Meine Damen und Herren,
wie soll ich anfangen? 
vielleicht so: Nach etlichen Marathons im heimischen Sauerland wollte ich mir eine alpine Veranstaltung quasi als Saisonabschluss gönnen. Und ausgerechnet beim Jahreshighlight hat es mich dermaßen auf die Nase gehauen. Es geschah in Oberstdorf. Nun zu meiner Anfrage. Der Rennarzt sah die Notwendigkeit, mir bei der Erstversorgung die Klamotten zu zerschneiden. (Assos-Hose; Maloja-Trikot). Also, dass mir jetzt keiner vorhält, ich würde den Ernst der Lage verkennen. Ich möchte nicht ansatzweise undankbar ersscheinen. Das Erste-Hilfe-Team (Bergrettung) war sich gewiss jedes Handgriffes bewusst. Ich bin auch wirklich beeindruckt und dankbar für die ärztliche Versorgung. Aber gibt es denn womöglich eine Versicherung, sei es meine eigene oder die des Veranstalters oder welche auch immer, die man für die defekten Bikeklamotten angraben könnte? Überrascht mich mit hilfreichen Beiträgen.


----------



## flyingscot (7. Oktober 2009)

Bei solchen Rennveranstaltungen ist es meist sogar andersherum: viele Versicherungen, wie z.B. die persönliche, private Haftpflicht zahlen nicht für Schäden dritter.

Dein Schaden hin oder her, aber gut dass du bei dem Sturz niemand umgenietet hast...


----------



## MTB-News.de




----------



## juchhu (7. Oktober 2009)

Rennradlerjäger schrieb:


> Meine Damen und Herren,
> wie soll ich anfangen?
> vielleicht so: Nach etlichen Marathons im heimischen Sauerland wollte ich mir eine alpine Veranstaltung quasi als Saisonabschluss gönnen. *Und ausgerechnet beim Jahreshighlight hat es mich dermaßen auf die Nase gehauen. *Es geschah in Oberstdorf. Nun zu meiner Anfrage. Der Rennarzt sah die Notwendigkeit, mir bei der Erstversorgung die Klamotten zu zerschneiden. (Assos-Hose; Maloja-Trikot). Also, dass mir jetzt keiner vorhält, ich würde den Ernst der Lage verkennen. Ich möchte nicht ansatzweise undankbar ersscheinen. Das Erste-Hilfe-Team (Bergrettung) war sich gewiss jedes Handgriffes bewusst. Ich bin auch wirklich beeindruckt und dankbar für die ärztliche Versorgung. Aber gibt es denn womöglich eine Versicherung, sei es meine eigene oder die des Veranstalters oder welche auch immer, die man für die defekten Bikeklamotten angraben könnte? Überrascht mich mit hilfreichen Beiträgen.

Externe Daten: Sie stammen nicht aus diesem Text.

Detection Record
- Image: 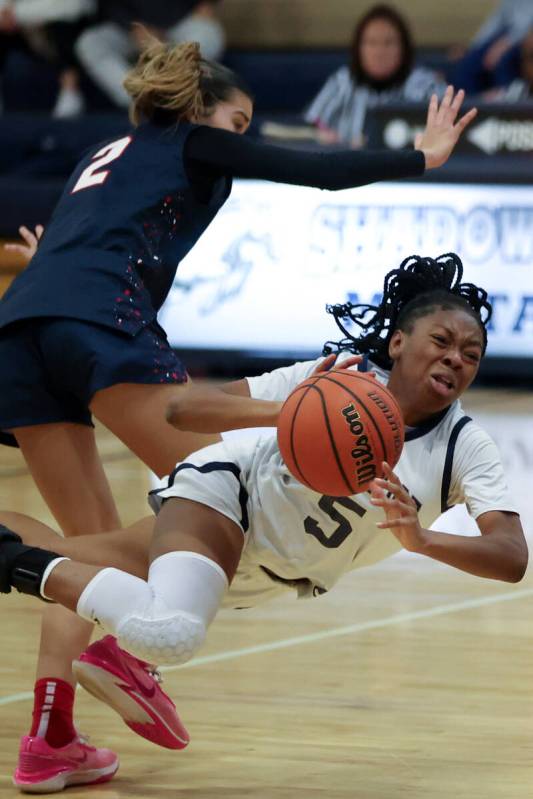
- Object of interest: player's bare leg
[0,511,155,579]
[0,499,244,749]
[13,424,121,685]
[91,380,220,477]
[12,423,120,791]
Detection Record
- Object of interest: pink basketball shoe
[72,635,189,749]
[13,735,118,793]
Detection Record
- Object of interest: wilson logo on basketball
[342,404,376,485]
[367,391,403,458]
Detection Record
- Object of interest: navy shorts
[0,318,187,447]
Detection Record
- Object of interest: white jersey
[151,359,516,607]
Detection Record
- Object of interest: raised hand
[309,352,363,377]
[415,86,477,169]
[370,463,425,552]
[4,225,44,263]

Eigen- oder fremdverschuldeter Unfall?


----------



## Rennradlerjäger (7. Oktober 2009)

juchhu schrieb:


> Eigen- oder fremdverschuldeter Unfall?



Ergänzend:
Es war eindeutig ein eigenverschuldeter Unfall. Ein Weiderost wurde mir wohl zum Verhängnis. Leider zeige ich Zeichen von Amnäsie und weiss daher gar nicht so genau, wie alles kam. Aber es kamen gottlob keine Mitfahrer oder Passanten zu Schaden. Das ist Fakt.


----------



## homerjay (7. Oktober 2009)

Ach Du warst der Unglücksrabe in Oberstdorf.


----------



## argh (7. Oktober 2009)

Bei normalen Klamotten wird eigentlich an der Naht geschnitten, so dass man sie theoretisch wieder zusammennähen könnte. Das geht ja leider bei diesem Funktionsmaterial nicht. Wenn es denn überhaupt an den Nähten geschnitten wurde.

Von einem Ersatz der Kleidung durch Versicherung oder Retter/ Helfer habe ich aber auch noch nicht gehört.


----------



## hefra (7. Oktober 2009)

Versicherungen zahlen sowas nicht. Wahrscheinlich sind die Klammotten doch eh hin wenn du dich langgemacht hast. 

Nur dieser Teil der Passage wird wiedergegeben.